Вероятность удачи, таким образом, была весьма близка к нулю, поэтому Рамиров решил довести число своих обходов бульвара до десяти, а потом со спокойной душой удалиться восвояси. Тем более, что солнце уже клонилось к кромке крыш. И тем более, что было неизвестно, на какое время назначена встреча…
Шествуя по бульвару, Рамиров цепким взглядом изучал окружающую обстановку, но ничего примечательного ни в одном из выделенных им для себя пунктов не обнаруживал.
Это случилось, когда часы на ратуше, расположенной на другой стороне площади с глыбой Памятника-Неизвестно-Кому, отбили восемь дребезжащих ударов. Человек, сидевший на крайней скамейке в сквере, сложил газету, поднялся, и Рамиров узнал в нем Грига Ченстоховича. Расстояние между ними было не меньше сорока метров, но ошибиться Ян не мог. Волевое лицо с сеткой морщин, подтянутая, спортивная фигура, начальственные манеры явно принадлежали бывшему суб-комманданту войск специального назначения, с которым Рамиров познакомился в ходе юнписовской операции «Коммандос».
Значит, Ченстохович не покончил с собой три года назад, как извещали газеты. Он просто перешел на нелегальное положение Бригадира Легиона, боевого органа «эксов», доставлявшего немало хлопот ЮНПИСу и силам безопасности.

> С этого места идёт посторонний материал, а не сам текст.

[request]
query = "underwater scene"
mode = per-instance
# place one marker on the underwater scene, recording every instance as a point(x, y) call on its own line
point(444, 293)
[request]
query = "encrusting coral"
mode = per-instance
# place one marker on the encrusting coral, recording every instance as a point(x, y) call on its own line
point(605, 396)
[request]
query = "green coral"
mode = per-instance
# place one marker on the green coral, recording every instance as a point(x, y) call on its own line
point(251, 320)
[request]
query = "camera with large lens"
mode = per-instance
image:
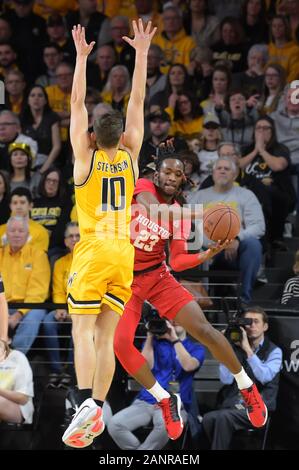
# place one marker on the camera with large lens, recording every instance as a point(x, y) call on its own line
point(153, 323)
point(233, 331)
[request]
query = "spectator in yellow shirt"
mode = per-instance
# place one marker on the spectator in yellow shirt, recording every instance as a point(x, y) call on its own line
point(282, 50)
point(20, 205)
point(55, 319)
point(26, 274)
point(3, 313)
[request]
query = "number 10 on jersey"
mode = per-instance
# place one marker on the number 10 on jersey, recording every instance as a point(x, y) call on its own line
point(113, 194)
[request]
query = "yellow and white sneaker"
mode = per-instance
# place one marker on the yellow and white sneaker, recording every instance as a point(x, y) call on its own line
point(86, 424)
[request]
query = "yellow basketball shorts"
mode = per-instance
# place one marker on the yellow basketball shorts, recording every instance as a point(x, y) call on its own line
point(101, 273)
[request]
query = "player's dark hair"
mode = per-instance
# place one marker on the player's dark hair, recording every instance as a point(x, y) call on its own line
point(166, 153)
point(257, 309)
point(21, 191)
point(108, 129)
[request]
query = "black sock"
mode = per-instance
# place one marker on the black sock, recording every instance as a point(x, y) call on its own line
point(83, 394)
point(98, 402)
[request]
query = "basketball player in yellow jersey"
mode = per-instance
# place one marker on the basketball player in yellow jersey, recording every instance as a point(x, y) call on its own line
point(102, 270)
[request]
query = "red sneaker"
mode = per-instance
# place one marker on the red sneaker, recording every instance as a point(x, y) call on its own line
point(171, 410)
point(255, 407)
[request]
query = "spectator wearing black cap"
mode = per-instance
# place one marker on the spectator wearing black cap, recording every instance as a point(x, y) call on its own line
point(52, 57)
point(8, 59)
point(4, 197)
point(29, 33)
point(15, 87)
point(97, 72)
point(10, 131)
point(57, 33)
point(159, 126)
point(41, 124)
point(211, 137)
point(93, 21)
point(191, 171)
point(20, 162)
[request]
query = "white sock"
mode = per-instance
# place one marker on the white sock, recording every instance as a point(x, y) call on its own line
point(243, 380)
point(158, 392)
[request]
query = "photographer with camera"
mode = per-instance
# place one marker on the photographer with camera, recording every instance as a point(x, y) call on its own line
point(261, 359)
point(171, 355)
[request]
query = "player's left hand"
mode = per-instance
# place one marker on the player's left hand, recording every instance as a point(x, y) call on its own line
point(244, 344)
point(142, 37)
point(82, 48)
point(231, 250)
point(214, 249)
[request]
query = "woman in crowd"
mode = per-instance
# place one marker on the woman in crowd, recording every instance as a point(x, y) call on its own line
point(204, 28)
point(187, 116)
point(290, 294)
point(231, 46)
point(274, 84)
point(177, 81)
point(192, 173)
point(282, 49)
point(52, 208)
point(4, 198)
point(41, 124)
point(221, 82)
point(251, 81)
point(211, 137)
point(254, 21)
point(16, 386)
point(117, 89)
point(20, 163)
point(238, 117)
point(269, 162)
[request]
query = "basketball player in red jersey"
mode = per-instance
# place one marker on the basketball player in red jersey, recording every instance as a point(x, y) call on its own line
point(153, 282)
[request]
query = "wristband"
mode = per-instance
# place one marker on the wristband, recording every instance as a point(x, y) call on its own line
point(176, 341)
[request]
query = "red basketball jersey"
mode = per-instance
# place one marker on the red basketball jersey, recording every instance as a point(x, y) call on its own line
point(149, 235)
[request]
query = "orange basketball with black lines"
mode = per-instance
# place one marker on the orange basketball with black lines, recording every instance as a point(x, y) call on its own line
point(221, 222)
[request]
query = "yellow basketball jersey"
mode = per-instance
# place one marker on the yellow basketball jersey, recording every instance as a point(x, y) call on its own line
point(104, 200)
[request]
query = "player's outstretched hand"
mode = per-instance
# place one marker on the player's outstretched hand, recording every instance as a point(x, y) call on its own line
point(142, 37)
point(82, 48)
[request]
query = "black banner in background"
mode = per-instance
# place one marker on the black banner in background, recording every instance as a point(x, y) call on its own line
point(284, 332)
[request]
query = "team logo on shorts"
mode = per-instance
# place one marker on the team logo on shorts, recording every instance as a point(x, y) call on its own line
point(71, 279)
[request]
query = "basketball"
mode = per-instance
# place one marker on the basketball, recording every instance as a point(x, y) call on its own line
point(221, 222)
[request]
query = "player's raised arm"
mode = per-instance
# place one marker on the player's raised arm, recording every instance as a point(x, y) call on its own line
point(79, 118)
point(134, 130)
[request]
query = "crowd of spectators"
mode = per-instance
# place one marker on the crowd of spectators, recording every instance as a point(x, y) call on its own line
point(221, 82)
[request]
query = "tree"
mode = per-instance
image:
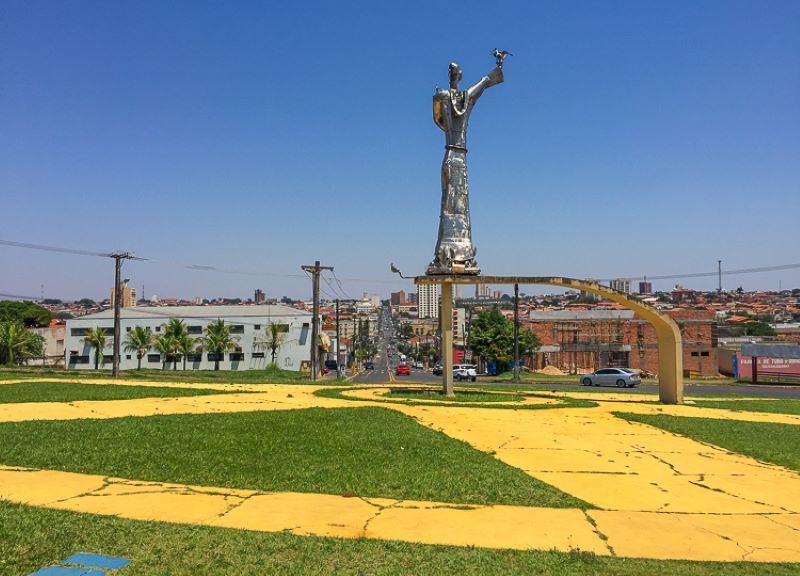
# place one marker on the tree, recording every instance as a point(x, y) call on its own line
point(218, 340)
point(17, 343)
point(529, 344)
point(492, 337)
point(139, 340)
point(96, 338)
point(176, 328)
point(29, 314)
point(167, 346)
point(276, 334)
point(186, 345)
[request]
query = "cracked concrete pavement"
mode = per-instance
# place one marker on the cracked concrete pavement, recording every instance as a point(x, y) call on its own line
point(659, 495)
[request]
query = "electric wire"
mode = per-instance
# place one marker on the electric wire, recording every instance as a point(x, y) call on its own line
point(226, 270)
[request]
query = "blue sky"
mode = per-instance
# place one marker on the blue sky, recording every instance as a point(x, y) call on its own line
point(629, 139)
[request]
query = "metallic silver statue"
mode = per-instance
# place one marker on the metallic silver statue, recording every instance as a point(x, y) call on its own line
point(455, 253)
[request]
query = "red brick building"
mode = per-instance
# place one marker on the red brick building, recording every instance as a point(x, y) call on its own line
point(584, 340)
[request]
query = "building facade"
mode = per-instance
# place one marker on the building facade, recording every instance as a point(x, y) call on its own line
point(584, 340)
point(249, 327)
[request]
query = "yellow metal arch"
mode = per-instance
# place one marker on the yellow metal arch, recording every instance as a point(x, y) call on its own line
point(670, 342)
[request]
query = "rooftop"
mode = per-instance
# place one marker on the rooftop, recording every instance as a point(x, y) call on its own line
point(212, 312)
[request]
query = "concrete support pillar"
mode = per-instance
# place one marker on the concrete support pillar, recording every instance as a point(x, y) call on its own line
point(446, 321)
point(670, 364)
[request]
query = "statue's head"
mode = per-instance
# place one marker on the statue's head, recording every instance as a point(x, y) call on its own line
point(455, 75)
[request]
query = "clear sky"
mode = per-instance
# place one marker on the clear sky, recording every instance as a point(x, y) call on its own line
point(629, 138)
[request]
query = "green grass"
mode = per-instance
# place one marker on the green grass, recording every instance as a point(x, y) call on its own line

Не успел Рамиров ничего предпринять, как к Ченстоховичу приблизился молодой человек в спортивном костюме, совершавший пробежку по скверу, и что-то спросил. Бывший суб-коммандант кивнул и вместе с парнем направился к стоявшему у кромки тротуара черному «опелю», в котором сидели двое.
Остановившись у машины, Ченстохович что-то сказал водителю, и тот, открыв дверцу, протянул парню небольшой предмет, очень напоминающий зажигалку.
Дверцы стоявшего на противоположной стороне улицы крытого фургона с надписью «Паоло Мазолли — транспортные перевозки» распахнулись, и на проезжую часть выскочили люди с оружием в руках.
Дальнейшее произошло очень быстро.
Через считанные секунды Ченстохович и «спортсмен» лежали в наручниках, уткнувшись лицом в тротуар. Один из нападавших распахнул дверцу машины, но из «опеля» грянули выстрелы, и он повалился мешком на асфальт. «Опель» на приличной скорости рванул зигзагом по площади, но ему вслед прогремели автоматные очереди. Пули у юнписовской группы захвата — в том, что это была именно она, сомневаться уже не стоило — видимо, самонаводились на цель, потому что, не проехав и пятидесяти метров, автомобиль вдруг завилял, шипя пробитыми шинами, врезался в витрину одного из магазинов и тут же взорвался.